Evarist Bartolo said it would not be enforced until a working group, set up by the Data Protection Commissioner to analyse the implications, concluded its work. In April, the Opposition challenged the legal notice in Parliament, arguing that the minister was being given wide powers to pry on students unnecessarily.

Mr Bartolo said it was necessary to provide the educational authorities with information to offer targeted help to vulnerable students. The motion was defeated in Parliament but Mr Bartolo said that, although the Data Protection Commissioner had been consulted during every step of the drafting process, he was ready to renew the consultation process with the new commissioner, Saviour Cachia, who was appointed in April.

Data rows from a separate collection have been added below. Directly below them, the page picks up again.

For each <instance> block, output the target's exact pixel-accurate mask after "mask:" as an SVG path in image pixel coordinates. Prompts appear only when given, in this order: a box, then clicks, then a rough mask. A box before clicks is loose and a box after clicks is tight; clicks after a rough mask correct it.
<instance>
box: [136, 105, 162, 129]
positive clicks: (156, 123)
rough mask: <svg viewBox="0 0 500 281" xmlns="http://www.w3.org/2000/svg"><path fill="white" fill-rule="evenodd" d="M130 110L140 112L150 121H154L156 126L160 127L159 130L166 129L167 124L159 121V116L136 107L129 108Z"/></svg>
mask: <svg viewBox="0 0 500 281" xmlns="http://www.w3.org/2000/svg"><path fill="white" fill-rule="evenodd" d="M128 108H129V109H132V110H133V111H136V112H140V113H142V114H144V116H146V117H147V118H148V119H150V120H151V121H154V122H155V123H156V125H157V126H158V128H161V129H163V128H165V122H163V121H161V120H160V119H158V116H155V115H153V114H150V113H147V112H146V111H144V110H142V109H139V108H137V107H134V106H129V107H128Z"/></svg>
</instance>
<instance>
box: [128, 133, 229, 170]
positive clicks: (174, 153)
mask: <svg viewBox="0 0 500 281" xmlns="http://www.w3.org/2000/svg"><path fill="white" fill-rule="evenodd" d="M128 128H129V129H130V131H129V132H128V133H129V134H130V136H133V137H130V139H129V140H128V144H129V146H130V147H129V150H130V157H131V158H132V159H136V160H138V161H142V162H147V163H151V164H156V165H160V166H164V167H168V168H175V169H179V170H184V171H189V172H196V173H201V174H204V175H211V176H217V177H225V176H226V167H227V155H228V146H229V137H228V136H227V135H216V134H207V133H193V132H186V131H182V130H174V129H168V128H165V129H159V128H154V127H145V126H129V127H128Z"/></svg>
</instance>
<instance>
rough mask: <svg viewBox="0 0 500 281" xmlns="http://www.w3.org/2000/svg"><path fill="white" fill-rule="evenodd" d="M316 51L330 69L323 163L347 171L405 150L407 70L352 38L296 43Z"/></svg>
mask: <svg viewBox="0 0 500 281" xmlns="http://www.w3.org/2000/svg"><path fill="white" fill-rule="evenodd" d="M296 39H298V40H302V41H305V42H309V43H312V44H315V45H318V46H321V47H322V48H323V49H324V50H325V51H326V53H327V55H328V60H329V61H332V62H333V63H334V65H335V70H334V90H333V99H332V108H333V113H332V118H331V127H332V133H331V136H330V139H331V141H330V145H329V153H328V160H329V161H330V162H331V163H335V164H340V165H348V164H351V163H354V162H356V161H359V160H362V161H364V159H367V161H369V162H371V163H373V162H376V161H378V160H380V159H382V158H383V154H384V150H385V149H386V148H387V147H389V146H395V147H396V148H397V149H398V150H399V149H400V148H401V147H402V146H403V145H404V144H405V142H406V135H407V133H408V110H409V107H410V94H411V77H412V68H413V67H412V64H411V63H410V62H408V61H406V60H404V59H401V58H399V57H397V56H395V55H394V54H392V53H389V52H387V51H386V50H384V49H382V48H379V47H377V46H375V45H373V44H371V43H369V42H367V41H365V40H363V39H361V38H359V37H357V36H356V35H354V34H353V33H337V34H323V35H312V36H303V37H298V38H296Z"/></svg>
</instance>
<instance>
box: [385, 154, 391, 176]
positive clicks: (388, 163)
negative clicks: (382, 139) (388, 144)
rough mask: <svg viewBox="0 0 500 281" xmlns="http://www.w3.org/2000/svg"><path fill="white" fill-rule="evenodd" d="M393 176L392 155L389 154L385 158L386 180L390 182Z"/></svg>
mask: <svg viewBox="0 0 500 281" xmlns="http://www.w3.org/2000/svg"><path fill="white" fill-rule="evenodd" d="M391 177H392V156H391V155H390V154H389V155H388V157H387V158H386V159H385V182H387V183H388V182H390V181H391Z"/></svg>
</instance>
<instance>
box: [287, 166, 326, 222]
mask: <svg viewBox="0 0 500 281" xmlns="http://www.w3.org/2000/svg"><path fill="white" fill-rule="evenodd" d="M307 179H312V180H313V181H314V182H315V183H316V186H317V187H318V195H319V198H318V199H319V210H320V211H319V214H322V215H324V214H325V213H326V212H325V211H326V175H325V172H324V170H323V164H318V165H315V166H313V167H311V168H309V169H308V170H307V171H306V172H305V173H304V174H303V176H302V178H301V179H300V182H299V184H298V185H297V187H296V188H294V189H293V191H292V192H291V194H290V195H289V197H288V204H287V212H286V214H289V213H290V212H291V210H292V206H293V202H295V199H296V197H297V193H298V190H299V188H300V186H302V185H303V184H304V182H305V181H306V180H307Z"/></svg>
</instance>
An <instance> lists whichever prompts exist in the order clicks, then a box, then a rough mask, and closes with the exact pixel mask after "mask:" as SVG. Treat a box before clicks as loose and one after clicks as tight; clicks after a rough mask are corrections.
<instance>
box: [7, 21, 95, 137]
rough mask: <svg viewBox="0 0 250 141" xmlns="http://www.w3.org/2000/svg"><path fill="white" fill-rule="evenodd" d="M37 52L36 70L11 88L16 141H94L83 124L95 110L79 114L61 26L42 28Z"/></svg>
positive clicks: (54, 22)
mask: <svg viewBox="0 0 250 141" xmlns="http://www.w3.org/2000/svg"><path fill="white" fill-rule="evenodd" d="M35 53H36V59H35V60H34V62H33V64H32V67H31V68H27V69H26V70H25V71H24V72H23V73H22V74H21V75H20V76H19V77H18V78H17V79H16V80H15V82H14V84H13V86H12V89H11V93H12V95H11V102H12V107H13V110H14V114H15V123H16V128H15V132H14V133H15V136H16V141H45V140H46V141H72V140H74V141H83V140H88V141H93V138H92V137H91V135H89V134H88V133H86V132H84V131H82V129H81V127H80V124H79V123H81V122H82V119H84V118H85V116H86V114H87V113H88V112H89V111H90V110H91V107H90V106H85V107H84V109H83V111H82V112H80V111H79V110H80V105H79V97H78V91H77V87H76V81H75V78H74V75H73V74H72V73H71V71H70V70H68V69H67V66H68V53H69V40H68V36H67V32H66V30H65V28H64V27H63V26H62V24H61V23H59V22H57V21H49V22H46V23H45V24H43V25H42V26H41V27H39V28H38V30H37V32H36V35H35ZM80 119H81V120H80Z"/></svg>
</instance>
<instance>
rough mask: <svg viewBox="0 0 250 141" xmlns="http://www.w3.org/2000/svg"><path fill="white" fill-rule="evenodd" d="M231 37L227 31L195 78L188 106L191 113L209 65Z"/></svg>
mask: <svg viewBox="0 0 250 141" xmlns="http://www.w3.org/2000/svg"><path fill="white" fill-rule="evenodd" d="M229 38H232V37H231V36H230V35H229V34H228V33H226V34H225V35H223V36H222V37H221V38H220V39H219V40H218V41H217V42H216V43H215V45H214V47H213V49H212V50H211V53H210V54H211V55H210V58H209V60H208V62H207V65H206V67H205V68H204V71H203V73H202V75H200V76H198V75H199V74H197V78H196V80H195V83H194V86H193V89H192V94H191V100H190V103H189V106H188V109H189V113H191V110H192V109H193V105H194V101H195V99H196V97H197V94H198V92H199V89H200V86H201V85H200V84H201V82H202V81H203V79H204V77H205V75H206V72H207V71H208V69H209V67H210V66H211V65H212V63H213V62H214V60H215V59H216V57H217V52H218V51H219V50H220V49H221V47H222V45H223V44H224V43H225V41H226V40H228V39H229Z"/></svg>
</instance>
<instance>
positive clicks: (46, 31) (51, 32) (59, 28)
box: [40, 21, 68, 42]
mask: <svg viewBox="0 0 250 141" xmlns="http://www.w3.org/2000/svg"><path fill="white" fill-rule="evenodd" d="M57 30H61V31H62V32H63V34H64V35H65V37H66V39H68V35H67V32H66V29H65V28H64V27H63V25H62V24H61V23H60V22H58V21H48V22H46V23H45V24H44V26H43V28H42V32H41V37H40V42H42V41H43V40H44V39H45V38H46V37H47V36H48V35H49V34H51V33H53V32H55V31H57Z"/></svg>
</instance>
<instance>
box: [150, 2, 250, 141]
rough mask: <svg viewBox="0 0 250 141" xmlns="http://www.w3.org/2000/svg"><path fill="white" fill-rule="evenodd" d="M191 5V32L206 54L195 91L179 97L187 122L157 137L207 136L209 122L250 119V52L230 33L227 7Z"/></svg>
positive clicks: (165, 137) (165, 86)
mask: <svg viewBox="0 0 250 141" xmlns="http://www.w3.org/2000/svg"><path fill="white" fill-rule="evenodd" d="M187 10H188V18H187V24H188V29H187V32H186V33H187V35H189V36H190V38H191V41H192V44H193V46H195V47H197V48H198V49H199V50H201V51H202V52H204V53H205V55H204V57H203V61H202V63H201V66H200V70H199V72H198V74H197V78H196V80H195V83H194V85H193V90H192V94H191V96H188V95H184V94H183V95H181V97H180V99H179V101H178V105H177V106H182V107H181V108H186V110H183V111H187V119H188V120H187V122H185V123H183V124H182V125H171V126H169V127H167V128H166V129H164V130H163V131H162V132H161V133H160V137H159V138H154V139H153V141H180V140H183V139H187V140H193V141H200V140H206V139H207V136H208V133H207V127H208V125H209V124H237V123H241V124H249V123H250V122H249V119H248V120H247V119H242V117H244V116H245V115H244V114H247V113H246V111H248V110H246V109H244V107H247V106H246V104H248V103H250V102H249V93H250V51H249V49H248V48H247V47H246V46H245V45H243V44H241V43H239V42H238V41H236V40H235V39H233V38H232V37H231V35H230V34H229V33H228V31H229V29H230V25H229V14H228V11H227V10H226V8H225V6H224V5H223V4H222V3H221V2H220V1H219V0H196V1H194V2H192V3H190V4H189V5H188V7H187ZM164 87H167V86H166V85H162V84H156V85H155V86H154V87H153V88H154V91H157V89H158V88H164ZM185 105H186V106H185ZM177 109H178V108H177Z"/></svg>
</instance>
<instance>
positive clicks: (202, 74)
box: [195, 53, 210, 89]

Mr Bartolo said yesterday he sought assistance from Mr Cachia, who reconstituted the working group on education.

“I have confidence in the working group and, therefore, decided that the legal notice would not be implemented until the group completed its work,” he said.

Meanwhile, the University Students’ Council welcomed both the suspension of the legal notice and the new working group, which includes representatives from all educational institutions.

It said that, over the past months, it presented proposals to the relevant entities addressing its concerns on the possible infringement of student data protection.

These include the use of pseudonymised data instead of legally-valid identification document numbers, a clearer explanation of the scope of the legislation and an opt-out system.